In the early morning, before the heat rises, the
do-it-yourself tasks are ticked away: the burying of the water line,
installation of shutter clasps, the hook-up of gas of their cooker, the
seemingly endless of picking rocks from the κτήμα (property), and plantings: yesterday’s
lavender and mint, tomorrow’s Valencia oranges, lemon, apricot, and fig trees,
pomegranate, avocado, sage and a host of other aromatic ornamentals. In a few
days, Jonathan will begin to paint the house with the help of his friend Paul,
but not before he closes the end openings of the ceramic roof tiles, which have
become home to a variety of sparrows, swallows, and swifts, whose constant stratching
and peeking in the roof can be maddening.
A few hours on the beach is all that can be tolerated
now—the heat builds to an excruciating extent by 1 p.m. or so, and retreat to
the shade is the only sensible option. Jonathan’s birthday suit has sustained
some slight damage, so caution is the word of the day.
Each night begins with a vow to return home from Finikounda
early (by 2 a.m….or at least 3 a.m.), and each night said vow is broken. Life
really begins at the village around midnight and the last of the cafeneions
close their doors just before sunrise, not just for the adults but for children
of all ages. For this schedule, an afternoon siesta has become a matter of
self-preservation.
Yesterday morning, while Lucia slumbered and Jonathan worked
on varnishing the window screen frames, a small puppy emerged from the adjacent
olive grove—sheepishly approaching the house, it’s little tail wagging.
Jonathan roused Lucia so that she might meet the visitor, and the two bonded
instantly. They named her Ελευθερία (Elefteria= “freedom”), and “Lefty” is her nickname. As much as
the two might like to bring this sweet creature back to Maine, alas she must
find her own home or suffer the fate of so many strays in this country.

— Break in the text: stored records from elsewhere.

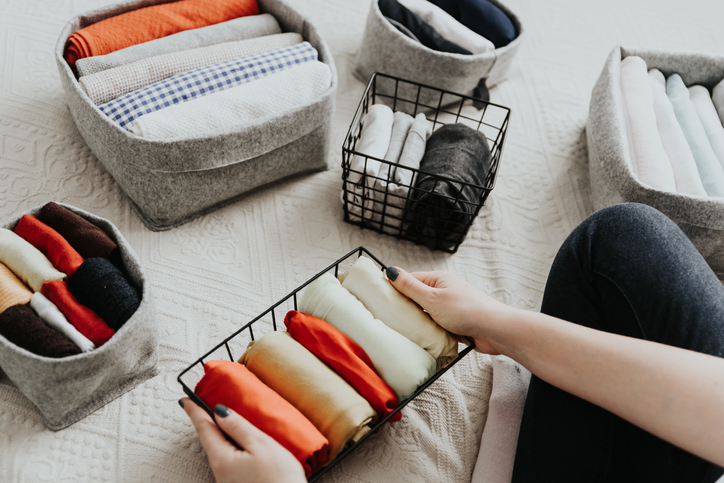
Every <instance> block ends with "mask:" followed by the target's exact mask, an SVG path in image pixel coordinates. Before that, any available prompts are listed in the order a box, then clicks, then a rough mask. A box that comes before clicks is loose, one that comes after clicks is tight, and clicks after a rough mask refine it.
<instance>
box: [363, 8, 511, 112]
mask: <svg viewBox="0 0 724 483" xmlns="http://www.w3.org/2000/svg"><path fill="white" fill-rule="evenodd" d="M491 2H492V3H494V4H495V5H497V6H498V7H500V8H501V9H502V10H503V11H504V12H505V13H506V14H507V15H508V17H510V19H511V21H512V22H513V25H515V28H516V30H517V31H518V36H517V37H516V38H515V39H514V40H513V41H512V42H510V43H509V44H508V45H506V46H504V47H501V48H498V49H495V50H493V51H491V52H484V53H482V54H475V55H463V54H451V53H447V52H438V51H436V50H432V49H429V48H427V47H425V46H424V45H422V44H421V43H419V42H415V41H414V40H412V39H410V38H409V37H407V36H406V35H404V34H403V33H402V32H400V31H399V30H398V29H397V28H396V27H394V26H393V25H392V24H391V23H390V22H388V21H387V19H385V17H384V16H383V15H382V12H381V11H380V6H379V5H378V3H377V0H373V1H372V5H371V6H370V13H369V15H368V16H367V25H366V26H365V32H364V36H363V38H362V44H361V47H360V53H359V56H358V57H357V65H356V67H355V72H354V74H355V75H356V76H357V78H359V79H360V80H361V81H362V82H364V83H367V81H368V79H369V78H370V76H371V75H372V74H373V73H374V72H382V73H385V74H389V75H393V76H395V77H401V78H403V79H409V80H411V81H414V82H419V83H420V84H426V85H429V86H432V87H437V88H439V89H443V90H447V91H451V92H458V93H460V94H463V95H467V96H471V95H474V94H473V90H474V89H475V88H476V87H477V86H478V83H479V82H480V79H481V78H486V85H487V86H488V87H492V86H494V85H495V84H497V83H499V82H500V81H502V80H503V79H505V75H506V74H507V72H508V68H509V67H510V64H511V62H512V61H513V57H514V56H515V53H516V52H517V51H518V48H519V47H520V43H521V41H522V39H523V26H522V25H521V23H520V20H519V19H518V17H517V16H516V15H515V14H514V13H513V12H511V11H510V10H508V9H507V8H506V7H505V6H504V5H502V4H500V3H499V2H497V1H496V0H491ZM413 91H414V92H413ZM416 93H417V92H416V89H415V90H411V91H410V92H405V91H402V92H383V93H382V94H386V95H389V96H393V95H397V96H401V97H405V98H410V97H411V96H412V95H414V94H416ZM419 102H421V103H423V104H433V102H437V97H436V95H433V94H431V95H430V97H426V95H425V93H424V92H423V93H422V94H421V97H420V99H419Z"/></svg>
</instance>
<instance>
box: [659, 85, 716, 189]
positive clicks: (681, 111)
mask: <svg viewBox="0 0 724 483" xmlns="http://www.w3.org/2000/svg"><path fill="white" fill-rule="evenodd" d="M666 95H667V96H669V100H670V101H671V105H672V106H673V107H674V112H675V113H676V119H678V121H679V125H680V126H681V130H682V131H683V132H684V137H686V142H688V143H689V148H691V153H692V154H693V155H694V161H696V167H697V169H698V170H699V177H700V178H701V182H702V184H703V185H704V189H705V190H706V193H707V194H708V195H709V196H724V169H722V167H721V164H719V159H718V158H717V157H716V154H714V151H713V150H712V149H711V144H710V143H709V138H708V137H707V135H706V131H705V130H704V126H703V125H702V123H701V119H699V114H698V113H697V112H696V108H695V107H694V104H693V103H692V102H691V99H690V98H689V91H688V90H687V88H686V85H684V81H683V80H682V79H681V76H680V75H679V74H673V75H671V76H669V78H668V79H666Z"/></svg>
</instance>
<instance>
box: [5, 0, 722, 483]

The night before the small travel guitar followed the two
into the village. Lucia serenaded their friends at the cafeneion with a mournful love song—and then Jonathan played
“Stormy Monday” while their friend Niko belted out the lyrics. It was great fun
for everyone.
The neighbors in this mountain village, in the true spirit
of Greek curiosity, have introduced themselves—bringing bunches of wild
oregano, jars of olives, bottles of wine, soda bottles full of rich green olive
oil, goat cheese, and plants for their tabula
rosa property. Everyone is a farmer, even those with other jobs, and people take great pride in their olive orchards, vineyards, and gardens. The kindness, generosity, and welcoming nature of the
village is always much in evidence…as are the many questions. What a Westerner
might consider “nosy” is par for the course: what do you do, how much do you
earn, when can you retire and live here? These are frequent questions.
In a few short days, the two will be joined by Jonathan’s
sister Dyan (Lucia’s νουνά—nouna—or godmother) and niece Zoe. There
is great anticipation and the joy of sharing this special place with family.